Мать всегда для Славки была чужим человеком. Человеком, который предал его. Он стыдился матери. Стыдился всегда. И тогда, когда жил с нею и с полоумным дедом Арсением, который с утра до вечера сидел на печке и повторял одни и те же слова: «Беда, беда». Стыдился Славка своей матери и тогда, когда на стеклотарный склад ходил, где мать работала грузчицей и сторожихой, где она напивалась и буянила. Стыдился и тогда, когда мать его приласкать пыталась, когда, приезжая в школу, вытаскивала и подавала ему пирожное да кулечек с конфетами.
А теперь он не знал, что ему сказать, как ему отреагировать на то, что сказал директор. И если бы Шаров не обнял Славу, если бы он его вот так запросто не пожалел, может быть, и не покатились бы слезы по его щекам. Славка плакал, и непонятно было ему, кого он больше жалел — мать или себя. Скорее себя, потому что теперь он был совсем один на этом свете, если не считать полоумного деда Арсения. И Шарову непонятно было, кого он жалел в эту минуту — Славку или себя, вот так покинутого всеми. «Все откажутся, когда за задницу возьмут, — думал он. — Все бросят меня на произвол судьбы. Всех обеспечил необходимым, вопреки законности дома и сараи выстроил, зарплату повысил, за питание копейки высчитывал, а теперь все на меня одного повалят!»- И так Шарову захотелось вместе со Славкой заплакать, и так захотелось куда-нибудь уйти, уехать, чтобы не видеть этого ликующего интернатского веселья, не слышать этого зубоскальства, этого безразличия к его судьбе.

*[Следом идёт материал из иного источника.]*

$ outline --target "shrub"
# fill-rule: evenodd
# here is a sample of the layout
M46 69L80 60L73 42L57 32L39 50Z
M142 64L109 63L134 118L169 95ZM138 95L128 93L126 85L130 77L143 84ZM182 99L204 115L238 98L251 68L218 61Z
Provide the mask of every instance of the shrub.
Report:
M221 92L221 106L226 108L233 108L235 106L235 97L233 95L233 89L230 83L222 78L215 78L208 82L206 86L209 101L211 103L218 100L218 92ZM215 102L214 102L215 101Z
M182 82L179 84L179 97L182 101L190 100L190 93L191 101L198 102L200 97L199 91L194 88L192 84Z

— Так ты в Затопной живешь? — спросил Шаров. — Недалеко от тебя и брат мой Жорка живет.
— Знаю, — сказал Славка.
— Ну вот что, не плачь! — приказал Шаров. — Будем держаться, Слава! Иди собирайся — поедем мать хоронить.
Может быть, решение Шарова ехать на похороны я и посчитал бы каким-то очередным безрассудством, если бы он не подал мне свое это решение особым образом, если бы не пробивалась сквозь темноту и мрак его могучая просветленность. Может быть, я не поехал бы, сославшись на праздник, на головную боль, на еще черт знает что. Но Шаров искал в своем горестном обновлении союзника. Первое, что он сделал, когда я вошел к нему, — закрыл дверь на замок и налил мне полстакана спирта:
— Выпей.
— В честь чего? — улыбнулся я, однако не стал дожидаться ответа, выпил.
— За упокой души, — тяжело вздохнул Шаров. Я едва не подавился: что еще за шутки такие. Шаров объяснил.
— Сделаем один раз доброе дело, — тихо сказал Шаров. — А заодно и к Жорке заедем. Он кабана на Новый год всегда закалывает. Свежатина. Отдохнем как следует.
— А как же детский карнавал?
— С малышами воспитатели справятся, а со старшеклассниками проведем после каникул. Пусть приучаются, черти, горе человеческое уважать!